Commercial launch company Deep Blue Aerospace announced plans to develop the “Nebula-1 and Nebula-1H” rockets, a departure from the previously announced plans for an expendable Nebula-1 and a reusable Nebula-2. While we do not know the payload capacity of the apparently heavy-lift Nebula-1H, it may have a bigger payload than the Nebula-2, formerly referred to as a “medium-lift” rocket. In another example of increasing payload size, we saw DBA upgrade the expected launch capacity of the Nebula-1 from 500kg to 1t to 550km SSO.
Another interesting update comes from SpaceTrek (星途探索). Founded in 2015, the startup has had on the roadmap two rockets: the suborbital single stage solid-fueled Tansuo-1 which made its maiden flight in December 2019, and a small lift solid-fueled rocket called the Xingtu-1, which would be able to put 240 kg in SSO. The company apparently has even bigger ambitions, with a presentation at the CCAF showing an unnamed much larger 3.35m diameter reusable launch vehicle able to put 3 tons in LEO. We note that the rocket is of similar size to the Landspace ZQ2, iSpace SQX2, and Galactic Energy Pallas-1, just to name a few.
The conference saw AAEngine (or 空天引擎), an engine manufacturer making kerolox engines and hypergolic fuel engines for rockets and other spacecraft, show two liquid-fueled rockets, the AX-1 and the AX-11, which look like small-lift and medium-lift reusable launch vehicles. Previously, the company had focused on engines and components (valves, pumps, combustions chambers), but now appear to be developing a launch vehicle.

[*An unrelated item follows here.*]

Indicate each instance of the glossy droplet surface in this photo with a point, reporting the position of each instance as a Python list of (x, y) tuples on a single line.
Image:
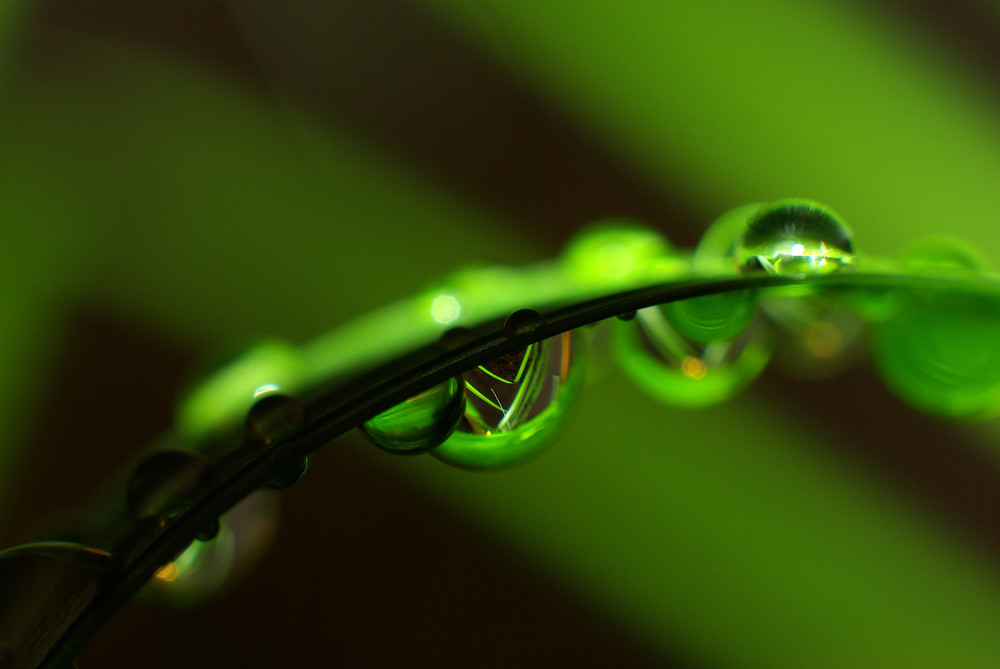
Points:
[(795, 238), (420, 423), (684, 372), (515, 404), (620, 251), (274, 417), (222, 395), (522, 321), (941, 351), (289, 475), (163, 484), (206, 568)]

Last but not least: Landspace. Landspace is considered as one of the most advanced Chinese commercial launch companies, and is currently developing the Zhuque-2 medium lift methalox rocket, which can put 4 tons into LEO and which is planned to be made reusable at a later stage. While there was no big scoop during the CCAF, the company did show the first stage of the ZQ-2 performing a vertical landing. This is notable because there were doubts about the feasibility of making the ZQ-2 reusable considering the 4-engine layout, which would mean that the ZQ-2 first stage engines would need to throttle significantly, and that the engine they ignite for landing would have to compensate for not being in an axial position. The keynote presentation of Landspace did seem to give reassurance that reusability was on their to-do-list!
The last piece of CCAF news comes from CASIC’s Tengyun
, a two-stage-to-orbit HTHL spaceplane, which according to the company has already successfully performed a first “cycle-switching test flight”
. If true, this would be a breakthrough, as this type of spaceplane uses turbine-based combined cycle engines. This is cutting edge technology and is, as far as we know, only being pursued outside of China by the British company Reaction Engines Limited. However, no images of the flight nor of the flight hardware confirm this piece of news, which is a pity since this project is said to be a civil program.
Not related to the CCAF, early Saturday morning China time saw the launch of the ChinaSat-1D
satellite from Xichang. Limited information was available, however the linked article notes the satellite can provide voice, data, and broadcast. According to the always insightful Gunther’s Space Page
, the satellite may be the latest in a series of military/relay comms satellites. Lastly, the second Gaofen-3 EO satellite was launched from the Jiuquan Satellite Launch Center on November 23. It will be networked with the first Gaofen-3 satellite already in orbit.